The trial date was set and reset numerous times over the next three years. In November 2010, the trial court removed the case from the trial calendar, and ordered Appellants to proceed with the opening of an estate for Decedent, but did not order that Appellants join the estate in the suit. Another three years went by until September 2013, when Appellees filed a motion to dismiss for failure to join the estate. Appellees argued that Decedent’s estate was an indispensable party under Section 733.607, Fla Stat., and that Appellants lacked standing for failure to join it in the action. The trial court granted Appellees’ motion to dismiss with prejudice for failure to join indispensable parties and denied Appellants’ ore tenus motion to amend. Then, Appellants filed multiple motions for relief, notifying the trial court that they had opened the estate since the time the motion to dismiss was granted, and requested permission once again to amend the complaint. Specifically, they sought leave to add Joe R. Parker, Jr., as a party to the lawsuit as the estate’s representative, and to transfer the case to the probate division for resolution. The trial court denied Appellants’ combined motions without explanation.

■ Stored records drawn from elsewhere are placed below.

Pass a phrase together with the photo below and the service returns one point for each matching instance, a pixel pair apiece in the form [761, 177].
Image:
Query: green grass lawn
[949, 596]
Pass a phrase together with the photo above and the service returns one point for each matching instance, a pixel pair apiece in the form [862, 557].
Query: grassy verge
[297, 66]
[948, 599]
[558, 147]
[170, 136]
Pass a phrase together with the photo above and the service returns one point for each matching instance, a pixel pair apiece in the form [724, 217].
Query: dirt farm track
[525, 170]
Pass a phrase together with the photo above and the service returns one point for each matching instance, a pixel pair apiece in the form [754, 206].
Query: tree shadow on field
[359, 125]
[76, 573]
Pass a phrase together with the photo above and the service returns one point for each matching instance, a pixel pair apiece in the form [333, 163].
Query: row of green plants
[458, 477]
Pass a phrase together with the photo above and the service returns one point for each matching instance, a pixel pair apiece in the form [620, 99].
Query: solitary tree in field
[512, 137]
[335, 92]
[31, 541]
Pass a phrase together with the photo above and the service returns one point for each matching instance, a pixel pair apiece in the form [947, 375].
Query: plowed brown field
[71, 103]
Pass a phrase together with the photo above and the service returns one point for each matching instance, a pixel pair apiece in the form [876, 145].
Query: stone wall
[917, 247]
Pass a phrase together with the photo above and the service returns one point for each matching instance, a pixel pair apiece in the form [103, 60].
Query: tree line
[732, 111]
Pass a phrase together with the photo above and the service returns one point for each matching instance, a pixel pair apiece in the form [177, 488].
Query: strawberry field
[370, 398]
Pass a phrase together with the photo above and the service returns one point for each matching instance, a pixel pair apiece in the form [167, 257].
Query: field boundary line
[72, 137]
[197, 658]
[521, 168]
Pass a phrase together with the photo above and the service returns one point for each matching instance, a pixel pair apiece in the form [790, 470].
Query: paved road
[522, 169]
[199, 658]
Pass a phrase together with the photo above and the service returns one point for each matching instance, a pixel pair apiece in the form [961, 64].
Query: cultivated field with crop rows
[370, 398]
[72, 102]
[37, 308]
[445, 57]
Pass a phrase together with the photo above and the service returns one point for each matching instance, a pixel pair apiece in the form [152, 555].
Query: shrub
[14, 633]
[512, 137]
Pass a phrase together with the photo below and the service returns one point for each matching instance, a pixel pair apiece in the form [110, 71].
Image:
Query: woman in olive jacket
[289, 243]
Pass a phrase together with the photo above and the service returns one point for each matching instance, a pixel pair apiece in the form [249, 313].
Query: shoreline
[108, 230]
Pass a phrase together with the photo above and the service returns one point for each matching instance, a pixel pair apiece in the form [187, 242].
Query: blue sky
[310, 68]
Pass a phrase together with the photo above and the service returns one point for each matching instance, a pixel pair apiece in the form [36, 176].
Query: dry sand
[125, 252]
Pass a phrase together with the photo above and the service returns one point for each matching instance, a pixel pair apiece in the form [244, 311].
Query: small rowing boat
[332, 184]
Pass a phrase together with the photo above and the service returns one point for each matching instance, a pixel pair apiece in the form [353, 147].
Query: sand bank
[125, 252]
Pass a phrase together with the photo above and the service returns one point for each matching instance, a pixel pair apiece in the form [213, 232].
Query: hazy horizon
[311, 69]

The Fourth DCA reviewed the case de novo, noting that Section 733.607 clearly states that a personal representative has rights to property that remains in the decedent’s possession at death. However, the subject properties at issue in this case were not part of Decedent’s estate at the time he died because they had already been conveyed inter vivos to Sean and Parkersquest.  Florida courts have repeatedly permitted a decedent’s children to pursue claims to set aside inter vivos conveyances based upon allegations of undue influence, without requiring that the decedent’s estate be joined as a party to the suit. See Pratt v. Carns, 85 So. 681, 682, 80 Fla. 243 (Fla. 1920); Mulato v. Mulato, 705 So. 2d 57, 59-63 (Fla. 4th DCA 1997); Dunn v. White, 500 So. 2d 565, 566 (Fla. 2d DCA 1986). Other family members have also been permitted to challenge inter vivos transfers of property for undue influence without joining the decedent’s estate. See Bryant v. Bryant, 379 So. 2d 382, 383 (Fla. 1st DCA 1979); Wrobbel v. Walda, 217 So. 2d 340, 341 (Fla. 4th DCA 1968); Rowland v. McCall, 118 So. 2d 846, 847 (Fla. 2d DCA 1960).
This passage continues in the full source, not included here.